The Skills, Confidence, and Preparedness Index (SCPI) is an electronic tool designed to assess three dimensions (knowledge, confidence, and preparedness) in a clinically relevant measure with immediate feedback to guide the individualization of patient education. This study sought to assess the validity and reliability of the final SCPI generation, its relevance to glycemia, and its responsiveness to patient education.
In Part 1, patients with type 1 and type 2 diabetes were recruited from specialist clinics over a 6-month period and completed the 23-item SCPI using a tablet. In Part 2, participants also underwent a diabetes self-management education (DSME) program. Baseline SCPI score was used to guide the DSME, and SCPI and glycemia were assessed at completion.

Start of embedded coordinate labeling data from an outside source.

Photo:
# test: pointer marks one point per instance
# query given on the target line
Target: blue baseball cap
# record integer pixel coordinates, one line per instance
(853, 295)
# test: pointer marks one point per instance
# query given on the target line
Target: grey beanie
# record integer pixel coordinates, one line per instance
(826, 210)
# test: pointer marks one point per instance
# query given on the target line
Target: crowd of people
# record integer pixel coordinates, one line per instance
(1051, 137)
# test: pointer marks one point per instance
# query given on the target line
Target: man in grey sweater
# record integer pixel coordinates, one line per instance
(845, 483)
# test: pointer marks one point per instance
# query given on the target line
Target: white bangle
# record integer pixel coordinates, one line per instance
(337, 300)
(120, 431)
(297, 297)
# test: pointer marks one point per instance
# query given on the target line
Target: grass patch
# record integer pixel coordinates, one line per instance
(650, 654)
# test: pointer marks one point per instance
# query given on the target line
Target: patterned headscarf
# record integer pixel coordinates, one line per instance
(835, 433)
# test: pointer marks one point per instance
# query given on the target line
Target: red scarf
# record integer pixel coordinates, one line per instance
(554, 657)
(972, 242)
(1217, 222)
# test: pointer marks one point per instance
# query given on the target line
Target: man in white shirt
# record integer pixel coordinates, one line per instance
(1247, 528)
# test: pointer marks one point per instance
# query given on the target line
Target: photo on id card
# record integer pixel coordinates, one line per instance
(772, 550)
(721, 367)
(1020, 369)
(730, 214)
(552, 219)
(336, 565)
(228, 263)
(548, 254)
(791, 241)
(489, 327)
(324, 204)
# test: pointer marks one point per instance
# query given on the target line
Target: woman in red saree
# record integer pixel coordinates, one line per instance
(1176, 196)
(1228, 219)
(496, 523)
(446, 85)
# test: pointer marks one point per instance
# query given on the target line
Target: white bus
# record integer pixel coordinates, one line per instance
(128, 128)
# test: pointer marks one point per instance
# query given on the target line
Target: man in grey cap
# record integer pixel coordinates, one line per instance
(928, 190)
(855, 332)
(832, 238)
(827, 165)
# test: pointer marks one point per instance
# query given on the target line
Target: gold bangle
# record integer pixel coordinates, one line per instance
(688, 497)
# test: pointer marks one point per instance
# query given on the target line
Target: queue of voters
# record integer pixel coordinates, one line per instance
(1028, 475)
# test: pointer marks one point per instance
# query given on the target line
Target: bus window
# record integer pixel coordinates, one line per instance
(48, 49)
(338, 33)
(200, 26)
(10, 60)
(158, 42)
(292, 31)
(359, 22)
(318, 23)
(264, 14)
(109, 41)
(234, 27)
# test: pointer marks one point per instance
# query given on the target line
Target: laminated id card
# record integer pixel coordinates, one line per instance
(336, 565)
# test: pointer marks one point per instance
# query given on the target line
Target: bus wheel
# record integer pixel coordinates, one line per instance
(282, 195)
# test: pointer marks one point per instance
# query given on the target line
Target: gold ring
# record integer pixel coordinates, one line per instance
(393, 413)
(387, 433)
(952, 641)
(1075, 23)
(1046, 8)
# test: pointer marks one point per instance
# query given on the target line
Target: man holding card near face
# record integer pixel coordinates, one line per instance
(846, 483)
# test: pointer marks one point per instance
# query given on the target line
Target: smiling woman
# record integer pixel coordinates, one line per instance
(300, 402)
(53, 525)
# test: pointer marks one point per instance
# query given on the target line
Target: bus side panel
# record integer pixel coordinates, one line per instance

In total, 423 patients met inclusion criteria and 405 had evaluable data. SCPI scores were found to have a high degree of validity, internal consistency, and test-retest reliability, with no floor or ceiling effects. Scoring was negatively correlated with HbA1c (type 1 diabetes: r = –0.26, P = 0.001; type 2 diabetes: r = –0.20, P = 0.004). In 51 participants who underwent a DSME intervention (6.4 ± 0.6 visits over a mean ± SD 3.4 ± 0.8 months), mean HbA1c improvement was 1.2 ± 0.2% (13.1 ± 2.2 mmol/mol, P < 0.0001). Total SCPI score and each subscore improved in parallel.
The SCPI tool is a quick and easy-to-use measurement of three domains: skills, confidence, and preparedness. The instant scoring and feedback and its relationship to glycemic control should improve the efficiency and quality of individualizing care in the diabetes clinic.